46Cuando pequen contra ti -pues no hay hombre que no peque-, y tú, irritado contra ellos, los entregues al enemigo, que los llevará cautivos a tierra enemiga, lejana o cercana;
47si ellos, volviendo en sí en el país a que hayan sido deportados, se convierten y te suplican en la tierra de su cautividad, diciendo: Hemos pecado, hemos obrado inicua e injustamente;
48si se convierten a ti con todo su corazón y con toda su alma en la tierra de su cautividad, a la que han sido deportados; si rezan vueltos hacia la tierra que diste a sus padres, hacia la ciudad que tú has elegido y hacia el templo que yo he construido a tu nombre,
49escucha tú en el cielo, lugar de tu morada, su oración y súplica; hazles justicia,
50perdona a tu pueblo los pecados y todas las rebeliones que hayan cometido contra ti, y haz que encuentren misericordia en sus deportadores, para que éstos tengan de ellos piedad,
51pues son tu pueblo y tu herencia, que sacaste de Egipto, el horno de fundición de hierro.

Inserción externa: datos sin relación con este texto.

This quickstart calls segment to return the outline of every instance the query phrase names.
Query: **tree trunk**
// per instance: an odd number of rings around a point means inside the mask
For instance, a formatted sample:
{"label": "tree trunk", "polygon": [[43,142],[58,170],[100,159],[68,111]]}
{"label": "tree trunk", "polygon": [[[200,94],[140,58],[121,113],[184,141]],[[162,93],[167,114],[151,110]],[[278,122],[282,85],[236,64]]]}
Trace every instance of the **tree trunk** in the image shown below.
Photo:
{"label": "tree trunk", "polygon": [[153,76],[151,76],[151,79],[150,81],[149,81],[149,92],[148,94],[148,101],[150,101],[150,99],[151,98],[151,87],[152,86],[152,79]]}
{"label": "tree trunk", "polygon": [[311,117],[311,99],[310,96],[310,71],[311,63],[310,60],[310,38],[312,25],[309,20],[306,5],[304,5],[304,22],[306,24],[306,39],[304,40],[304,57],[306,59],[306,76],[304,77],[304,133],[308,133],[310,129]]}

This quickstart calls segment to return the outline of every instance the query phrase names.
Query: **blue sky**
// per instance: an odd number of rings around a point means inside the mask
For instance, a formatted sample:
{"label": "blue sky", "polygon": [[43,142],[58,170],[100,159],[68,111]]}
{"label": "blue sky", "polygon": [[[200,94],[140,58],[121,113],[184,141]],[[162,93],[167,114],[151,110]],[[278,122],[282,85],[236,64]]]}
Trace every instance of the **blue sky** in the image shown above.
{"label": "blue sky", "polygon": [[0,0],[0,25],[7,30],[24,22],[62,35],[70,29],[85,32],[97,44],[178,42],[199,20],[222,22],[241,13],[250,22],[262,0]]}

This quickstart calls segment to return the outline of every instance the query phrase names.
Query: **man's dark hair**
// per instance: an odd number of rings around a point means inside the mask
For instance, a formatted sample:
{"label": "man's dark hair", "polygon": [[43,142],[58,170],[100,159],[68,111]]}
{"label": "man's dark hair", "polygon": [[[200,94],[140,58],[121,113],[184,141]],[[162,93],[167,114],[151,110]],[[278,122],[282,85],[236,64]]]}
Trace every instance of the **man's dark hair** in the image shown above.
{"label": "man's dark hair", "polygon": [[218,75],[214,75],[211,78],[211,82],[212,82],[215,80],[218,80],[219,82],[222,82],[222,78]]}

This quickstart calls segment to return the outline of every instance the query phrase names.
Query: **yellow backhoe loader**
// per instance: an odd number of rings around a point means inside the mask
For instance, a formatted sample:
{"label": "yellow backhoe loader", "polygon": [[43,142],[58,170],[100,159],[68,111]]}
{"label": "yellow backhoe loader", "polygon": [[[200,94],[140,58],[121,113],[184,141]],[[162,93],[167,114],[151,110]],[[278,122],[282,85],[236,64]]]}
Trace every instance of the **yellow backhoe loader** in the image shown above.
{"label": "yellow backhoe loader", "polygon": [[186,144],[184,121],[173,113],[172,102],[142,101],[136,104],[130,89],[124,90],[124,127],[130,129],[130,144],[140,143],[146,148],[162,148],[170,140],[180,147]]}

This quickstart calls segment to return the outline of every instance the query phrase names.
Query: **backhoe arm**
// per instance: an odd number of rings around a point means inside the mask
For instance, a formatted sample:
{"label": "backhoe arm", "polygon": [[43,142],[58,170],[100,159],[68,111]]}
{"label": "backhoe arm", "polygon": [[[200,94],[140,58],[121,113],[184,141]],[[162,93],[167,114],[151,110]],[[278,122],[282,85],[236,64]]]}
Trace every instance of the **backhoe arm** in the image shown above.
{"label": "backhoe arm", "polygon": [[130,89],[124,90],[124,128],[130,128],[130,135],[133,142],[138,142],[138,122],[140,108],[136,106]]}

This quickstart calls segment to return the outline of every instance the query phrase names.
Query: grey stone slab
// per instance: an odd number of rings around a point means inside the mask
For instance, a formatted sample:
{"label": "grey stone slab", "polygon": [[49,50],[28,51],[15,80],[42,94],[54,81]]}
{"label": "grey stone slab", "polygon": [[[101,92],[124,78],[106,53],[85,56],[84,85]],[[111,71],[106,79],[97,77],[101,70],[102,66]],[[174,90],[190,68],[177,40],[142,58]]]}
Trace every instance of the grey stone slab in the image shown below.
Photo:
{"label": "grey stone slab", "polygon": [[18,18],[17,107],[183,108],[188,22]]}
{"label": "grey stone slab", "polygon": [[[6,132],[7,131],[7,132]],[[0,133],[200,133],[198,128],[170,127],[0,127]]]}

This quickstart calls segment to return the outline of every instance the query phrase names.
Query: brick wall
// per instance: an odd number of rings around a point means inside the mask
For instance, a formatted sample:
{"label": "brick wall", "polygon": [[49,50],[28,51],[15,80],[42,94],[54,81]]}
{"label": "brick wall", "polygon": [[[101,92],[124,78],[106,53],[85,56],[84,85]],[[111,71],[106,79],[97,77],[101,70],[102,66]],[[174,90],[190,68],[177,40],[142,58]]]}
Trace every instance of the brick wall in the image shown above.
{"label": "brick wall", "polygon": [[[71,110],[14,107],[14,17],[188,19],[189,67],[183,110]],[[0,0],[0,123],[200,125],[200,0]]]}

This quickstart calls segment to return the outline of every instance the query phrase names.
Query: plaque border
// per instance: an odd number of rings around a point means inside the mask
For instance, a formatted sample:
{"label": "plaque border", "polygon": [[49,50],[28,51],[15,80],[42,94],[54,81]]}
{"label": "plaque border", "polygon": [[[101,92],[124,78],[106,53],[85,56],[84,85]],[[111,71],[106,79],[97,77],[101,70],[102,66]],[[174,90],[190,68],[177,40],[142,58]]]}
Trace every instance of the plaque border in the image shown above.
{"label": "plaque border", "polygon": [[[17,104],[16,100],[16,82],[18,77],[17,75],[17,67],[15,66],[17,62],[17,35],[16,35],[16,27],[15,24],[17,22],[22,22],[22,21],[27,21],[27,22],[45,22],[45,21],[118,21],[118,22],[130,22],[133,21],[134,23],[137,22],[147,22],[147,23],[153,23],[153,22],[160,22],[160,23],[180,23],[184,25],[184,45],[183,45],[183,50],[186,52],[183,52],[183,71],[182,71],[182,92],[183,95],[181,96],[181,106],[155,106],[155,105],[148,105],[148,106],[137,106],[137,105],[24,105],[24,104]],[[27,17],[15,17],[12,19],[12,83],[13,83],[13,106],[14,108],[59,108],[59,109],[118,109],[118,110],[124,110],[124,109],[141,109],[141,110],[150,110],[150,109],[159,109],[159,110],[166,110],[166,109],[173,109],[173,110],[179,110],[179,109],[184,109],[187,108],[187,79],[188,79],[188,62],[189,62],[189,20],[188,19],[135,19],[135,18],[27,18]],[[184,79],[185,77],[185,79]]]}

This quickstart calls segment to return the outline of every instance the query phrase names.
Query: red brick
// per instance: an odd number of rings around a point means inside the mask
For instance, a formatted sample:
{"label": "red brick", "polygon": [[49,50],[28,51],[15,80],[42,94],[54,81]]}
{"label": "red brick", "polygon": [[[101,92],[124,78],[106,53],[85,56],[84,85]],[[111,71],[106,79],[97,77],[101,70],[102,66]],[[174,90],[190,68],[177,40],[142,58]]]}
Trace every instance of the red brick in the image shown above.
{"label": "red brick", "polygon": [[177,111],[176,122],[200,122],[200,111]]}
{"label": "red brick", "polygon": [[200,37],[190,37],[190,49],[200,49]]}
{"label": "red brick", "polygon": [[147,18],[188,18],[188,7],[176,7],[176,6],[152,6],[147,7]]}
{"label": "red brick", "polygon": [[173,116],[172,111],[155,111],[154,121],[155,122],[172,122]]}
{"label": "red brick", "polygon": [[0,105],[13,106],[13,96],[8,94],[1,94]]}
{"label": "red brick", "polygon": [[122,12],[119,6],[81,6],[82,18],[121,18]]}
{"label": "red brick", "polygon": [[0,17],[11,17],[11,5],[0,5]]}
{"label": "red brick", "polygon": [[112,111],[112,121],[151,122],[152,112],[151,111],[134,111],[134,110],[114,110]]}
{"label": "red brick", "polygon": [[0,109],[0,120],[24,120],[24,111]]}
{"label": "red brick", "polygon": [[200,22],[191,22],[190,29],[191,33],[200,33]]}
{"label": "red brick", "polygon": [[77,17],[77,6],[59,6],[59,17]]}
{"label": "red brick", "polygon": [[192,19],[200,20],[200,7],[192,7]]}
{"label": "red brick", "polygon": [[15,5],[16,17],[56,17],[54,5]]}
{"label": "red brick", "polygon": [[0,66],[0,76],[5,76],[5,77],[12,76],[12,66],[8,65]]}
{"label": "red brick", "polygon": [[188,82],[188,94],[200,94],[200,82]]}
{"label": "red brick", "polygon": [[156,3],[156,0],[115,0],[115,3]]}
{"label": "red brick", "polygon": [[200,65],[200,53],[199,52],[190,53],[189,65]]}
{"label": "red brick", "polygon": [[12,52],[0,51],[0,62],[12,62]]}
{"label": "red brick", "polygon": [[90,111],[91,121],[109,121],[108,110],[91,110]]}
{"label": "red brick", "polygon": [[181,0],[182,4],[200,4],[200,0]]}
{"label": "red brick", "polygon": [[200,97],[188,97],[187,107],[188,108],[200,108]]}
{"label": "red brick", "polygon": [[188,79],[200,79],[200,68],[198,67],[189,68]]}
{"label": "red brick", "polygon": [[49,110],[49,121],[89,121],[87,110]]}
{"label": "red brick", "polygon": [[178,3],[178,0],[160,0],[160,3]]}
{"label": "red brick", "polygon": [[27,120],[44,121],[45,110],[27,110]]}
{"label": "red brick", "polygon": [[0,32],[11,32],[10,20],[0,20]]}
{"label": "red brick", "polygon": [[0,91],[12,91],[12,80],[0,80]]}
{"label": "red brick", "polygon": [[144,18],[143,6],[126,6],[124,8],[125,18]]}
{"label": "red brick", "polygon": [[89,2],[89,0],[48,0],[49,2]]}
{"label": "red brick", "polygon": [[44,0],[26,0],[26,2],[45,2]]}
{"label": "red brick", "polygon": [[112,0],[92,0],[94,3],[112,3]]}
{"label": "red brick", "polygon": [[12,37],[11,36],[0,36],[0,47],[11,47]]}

52Ten abiertos tus ojos a las súplicas de tu siervo y de tu pueblo Israel, y atiéndelos cuando te invoquen,
53pues tú los separaste como heredad tuya de entre todos los pueblos de la tierra, conforme a lo que dijiste por medio de Moisés, tu siervo, cuando sacaste a nuestros padres de Egipto, ¡oh Señor, Señor!".
54Al terminar de hacer al Señor esta oración y súplica, Salomón se levantó de delante del altar del Señor, donde estaba arrodillado, y con las manos levantadas hacia el cielo,
55y puesto en pie, bendijo a toda la comunidad israelita en alta voz, diciendo:
56"¡Bendito sea el Señor, que ha concedido la paz a su pueblo Israel, tal como lo había prometido! Ni una sola de sus promesas de bienandanza, hechas por medio de Moisés, su siervo, ha fallado.
57Que el Señor, nuestro Dios, esté con nosotros, como lo estuvo con nuestros padres; que no nos deje ni nos abandone,
58sino que incline nuestro corazón hacia él, para que sigamos sus caminos y guardemos todos sus mandatos, sus leyes y sus preceptos, los que prescribió a nuestros padres.
59Que estas palabras con que he suplicado al Señor estén presentes ante él día y noche, a fin de que en todo tiempo defienda la causa de su siervo y de su pueblo Israel,
60para que reconozcan todos los pueblos de la tierra que el Señor es Dios y que fuera de él no hay otro.
61Vuestro corazón sea todo para el Señor, Dios nuestro, caminando según sus preceptos y guardando sus mandamientos, como hoy lo hacéis".
62El rey y todo Israel ofrecieron sacrificios al Señor.
63Salomón inmoló, como sacrificio de reconciliación ofrecido al Señor, veintidós mil toros y ciento veinte mil ovejas. De esta manera, el rey y todos los israelitas celebraron la dedicación del templo del Señor.
64En aquel día el rey consagró el centro del atrio que estaba delante del templo del Señor, pues allí ofreció los holocaustos, las ofrendas y las grasas de los sacrificios de reconciliación, porque el altar de bronce que estaba delante del Señor era pequeño para tantos holocaustos, ofrendas y grasas de los sacrificios de reconciliación.
65En aquella ocasión Salomón, y con él la inmensa comunidad de Israel venida desde la entrada de Jamat hasta el torrente de Egipto, celebraron la fiesta ante el Señor, Dios nuestro, durante siete días.
66Al octavo día despidió Salomón al pueblo, y ellos bendijeron al rey y se volvieron a sus casas alegres y contentos por todos los beneficios que el Señor había hecho a David, su siervo, y a su pueblo Israel.